Truth and liberty, error and license are inseparable partners. The measure of truth gives the measure of true liberty, just as the degree of error tells the degree of bondage. This is a logical necessity, a natural consequence. The Master emphasized it when He said: "And you shall know the Truth and the Truth shall make you free." These pregnant words of Christ are the charter of Christian civilisation and mark the pa.s.sing of expediency as the supreme rule of human liberty.

This explicit confidence in the abiding power of Truth and in its necessary relation with our moral and religious life has prompted the creation of the Catholic Truth Society and inspired its policy. Never was any Society more useful nor so well adapted to the conditions of present times.

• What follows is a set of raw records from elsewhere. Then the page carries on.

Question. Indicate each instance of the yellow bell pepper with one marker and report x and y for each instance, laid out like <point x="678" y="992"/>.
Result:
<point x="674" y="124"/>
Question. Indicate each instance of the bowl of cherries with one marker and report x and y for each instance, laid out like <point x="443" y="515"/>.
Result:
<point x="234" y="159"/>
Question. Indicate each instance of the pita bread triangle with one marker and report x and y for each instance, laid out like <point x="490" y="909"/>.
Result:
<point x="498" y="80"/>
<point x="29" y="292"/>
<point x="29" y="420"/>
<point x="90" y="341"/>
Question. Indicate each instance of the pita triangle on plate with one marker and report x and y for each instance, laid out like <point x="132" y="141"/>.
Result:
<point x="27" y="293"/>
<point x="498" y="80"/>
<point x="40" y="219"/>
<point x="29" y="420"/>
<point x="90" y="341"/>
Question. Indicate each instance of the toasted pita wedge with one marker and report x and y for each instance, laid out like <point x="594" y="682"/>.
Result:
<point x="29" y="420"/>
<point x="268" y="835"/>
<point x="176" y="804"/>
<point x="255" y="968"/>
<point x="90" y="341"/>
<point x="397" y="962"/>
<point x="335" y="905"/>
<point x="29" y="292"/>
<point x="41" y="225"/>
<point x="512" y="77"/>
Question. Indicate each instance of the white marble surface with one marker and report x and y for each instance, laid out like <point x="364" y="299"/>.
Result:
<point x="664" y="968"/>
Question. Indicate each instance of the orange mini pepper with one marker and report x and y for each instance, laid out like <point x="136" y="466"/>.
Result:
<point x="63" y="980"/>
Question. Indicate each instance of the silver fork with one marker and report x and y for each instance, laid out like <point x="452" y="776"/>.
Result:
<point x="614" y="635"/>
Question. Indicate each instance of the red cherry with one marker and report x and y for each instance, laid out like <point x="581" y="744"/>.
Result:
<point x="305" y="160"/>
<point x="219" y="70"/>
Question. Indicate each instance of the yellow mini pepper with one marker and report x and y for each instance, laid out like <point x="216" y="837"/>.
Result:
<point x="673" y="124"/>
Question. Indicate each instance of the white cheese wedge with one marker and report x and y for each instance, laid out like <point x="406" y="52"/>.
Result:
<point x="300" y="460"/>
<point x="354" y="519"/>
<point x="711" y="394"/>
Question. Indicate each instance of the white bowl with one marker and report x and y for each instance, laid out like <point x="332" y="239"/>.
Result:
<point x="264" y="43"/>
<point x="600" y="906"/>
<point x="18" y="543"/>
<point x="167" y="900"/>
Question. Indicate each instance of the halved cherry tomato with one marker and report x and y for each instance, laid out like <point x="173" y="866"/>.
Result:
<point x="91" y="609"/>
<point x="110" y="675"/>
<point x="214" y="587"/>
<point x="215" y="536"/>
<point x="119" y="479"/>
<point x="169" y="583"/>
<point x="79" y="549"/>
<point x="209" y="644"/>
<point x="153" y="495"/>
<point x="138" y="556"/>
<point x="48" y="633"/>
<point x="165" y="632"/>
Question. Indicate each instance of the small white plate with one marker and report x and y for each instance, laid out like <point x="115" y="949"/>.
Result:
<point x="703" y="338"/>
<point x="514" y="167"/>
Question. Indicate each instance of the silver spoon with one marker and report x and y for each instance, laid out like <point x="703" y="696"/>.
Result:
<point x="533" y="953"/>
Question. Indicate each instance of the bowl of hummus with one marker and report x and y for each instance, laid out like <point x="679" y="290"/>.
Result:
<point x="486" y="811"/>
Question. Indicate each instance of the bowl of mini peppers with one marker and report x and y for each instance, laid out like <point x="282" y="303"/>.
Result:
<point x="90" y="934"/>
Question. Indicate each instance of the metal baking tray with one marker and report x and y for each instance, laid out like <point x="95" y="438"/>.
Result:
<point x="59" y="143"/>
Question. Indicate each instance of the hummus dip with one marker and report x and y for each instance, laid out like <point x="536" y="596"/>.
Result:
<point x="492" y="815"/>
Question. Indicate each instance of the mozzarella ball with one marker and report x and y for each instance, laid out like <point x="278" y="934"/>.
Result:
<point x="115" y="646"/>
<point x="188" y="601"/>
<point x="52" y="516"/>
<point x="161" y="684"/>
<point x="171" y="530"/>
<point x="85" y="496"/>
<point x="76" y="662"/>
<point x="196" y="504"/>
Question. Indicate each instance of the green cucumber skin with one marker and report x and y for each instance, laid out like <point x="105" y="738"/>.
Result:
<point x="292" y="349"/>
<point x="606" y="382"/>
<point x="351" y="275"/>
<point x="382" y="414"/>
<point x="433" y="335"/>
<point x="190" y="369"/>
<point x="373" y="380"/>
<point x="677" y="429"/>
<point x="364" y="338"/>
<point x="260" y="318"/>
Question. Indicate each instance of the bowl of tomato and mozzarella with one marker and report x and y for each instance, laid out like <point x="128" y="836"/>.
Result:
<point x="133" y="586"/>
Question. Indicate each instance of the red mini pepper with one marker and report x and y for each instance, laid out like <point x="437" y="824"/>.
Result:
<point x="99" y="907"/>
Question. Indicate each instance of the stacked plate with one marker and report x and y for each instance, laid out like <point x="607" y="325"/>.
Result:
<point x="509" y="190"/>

The world nowadays is fast drifting from its Christian moorings and taking to the high seas of modern paganism. The outlook on human life is as in the days of Greece and Rome. The old cry: panem et circeuses!-is to be found on the lips of our mult.i.tudes and reflects the aspirations of their life. In the social realm, State-monopoly is fast absorbing the individual and the family, and is heralded as the supreme ideal of human society. A speedy and complete return to Christian principles will alone re-establish the world on its proper axis. Christian Truth shall again make the world free and save it from the bondage of neo-paganism. For, history and experience prove that there is nothing more tyrannical than that bondage-let it be the bondage of Czardom or Bolshevism-which comes to man under the cover and name of liberty. In the present universal unrest, so widely and so emphatically voiced throughout the world, the mission of the Catholic Truth Society appears as most providential. The spreading of Catholic Truth will help the world to reconquer its liberties and, with them, true civilization.